香港子育て回顧録 -これまでも、これからも

前世

前世

香港子育て回顧録 -これまでも、これからも

白井純子 

愛知県出身。大学では日本国文学科専攻。北京電影学院留学中に香港人である現在の夫と出逢う。長男を東京で、次男を香港で出産。

2014年夏に9年間暮らした香港から大阪に帰国。帰国後に保育士資格とチャイルドマインダーの資格を取得。

2019年夏から息子達の留学のためバンクーバーに滞在中。現在の関心ごとは「Sustainability」。

 


前世

長男がなんども同じ夢を見るという。6歳くらいから始まり約8年間、繰り返し見ているうちに、その風景やそこにいた人達の顔さえもはっきりと記憶しているらしい。

ヨーロッパ風の家屋が所々に立っている田舎の村。大通りと脇に入る小さな通りの角に十字架が掛かった教会がある。彼は黒いリムジンの後部座席に乗って教会に向かっていた。その日は雨で、ジメッとした湿度の高い車内で彼は、軽い頭痛を覚えたらしい。面倒くさい気持ちと、行かねばならない気持ちが交錯する中、車が教会の前に着く。車のドアを外側から開けてくれる者がおり、彼は車を降りて教会に向かって歩く。教会が建つのは芝生の丘の上で、正門に続くレンガの階段があり、左右二人づつ階段の端で傘をさしかけてくれる者がいた。そのうちの一人には頬にシミがあったという。階段を上がる30~40歳代の彼の体は重く、体調が良くないようだった。教会に入ると、秘書のような老人が「あの方がお待ちですよ」と声をかけてくれる。教会を入ってすぐ左手にあるカレンダーには『195X年』とあった。英語ではない外国語を話し、カレンダーもアルファベットであるものの、英語ではない言語が書かれていたという。教会の右手奥には裏口があり、そこを開けると花畑が広がっていた。そして、金髪のショートヘアの女性が彼を待っている。彼女を抱きしめると同時に彼女の体はスーと消えてしまい、その直後自分も後ろにスーと倒れていく。そして、ガン!という衝撃が身体中に走る。

衝撃と共に目覚めるのだが、ベッドから落ちたのかと思うほど身体中に感じたその衝撃で、首に痛みが残ることもあるらしい。

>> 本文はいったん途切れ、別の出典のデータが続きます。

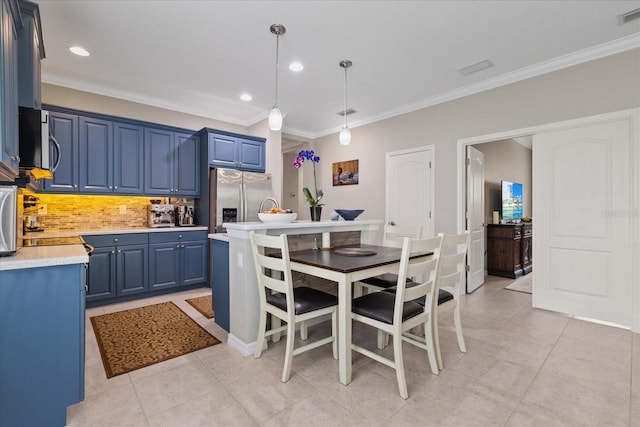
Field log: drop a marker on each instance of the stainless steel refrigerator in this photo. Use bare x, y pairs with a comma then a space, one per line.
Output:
235, 196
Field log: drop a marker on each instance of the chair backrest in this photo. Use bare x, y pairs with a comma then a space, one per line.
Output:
424, 268
451, 271
273, 272
394, 234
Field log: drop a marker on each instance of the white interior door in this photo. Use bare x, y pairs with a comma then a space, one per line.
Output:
582, 240
475, 218
409, 189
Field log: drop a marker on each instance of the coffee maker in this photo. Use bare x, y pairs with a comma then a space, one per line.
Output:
160, 215
185, 215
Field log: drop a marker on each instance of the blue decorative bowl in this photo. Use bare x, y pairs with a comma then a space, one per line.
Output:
349, 214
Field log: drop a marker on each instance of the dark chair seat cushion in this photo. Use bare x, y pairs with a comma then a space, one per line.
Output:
443, 296
383, 281
305, 300
379, 306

私は前世も来世も信じていなかった。人は死んだら無になると思っていた。人間はただの有機物に過ぎないという考えの持ち主だった。しかし、長男のこの夢の話を聞いて胸が高鳴った。この世界にはもしかすると、本当に科学では証明できないものが存在するのではないかと妙に興奮した。長男の話には説得力があり、性格的にもそんな嘘をつくタイプではない。私が「もし夢に出てきた人達に出会ったら、すぐにその人だと認識できる?」と聞くと、自信満々に「もう何度も見てるから、絶対に分かるよ」と答えるので、なんだか金髪の彼女を探してみたいような気持ちになった。彼女も誰かに生まれ変わり、同じ瞬間を夢で見ていたとしたら…。彼の未来に何が待っているのか、母は連続ドラマの続きを待つような気持ちでいる。

前世の記憶を持ったまま生まれる子もいるという話を別の人からも聞いたばかりだったので、ますます私の中では「彼の夢は彼の前世の記憶だ」と確信にも似た感覚を持った。こんな人はめったにいないと思いきや、長男の同級生の一人も繰り返し同じ夢を見るという。人身売買か奴隷制度かの被害者であり、苦しくて痛みを夢の中で感じると話していたらしい。

理解できない現象は人を魅了する。何度も見る夢の秘密がいつか解ける日が来るのだろうか。神様だけがどこかでほくそ笑んでいるのかもしれない。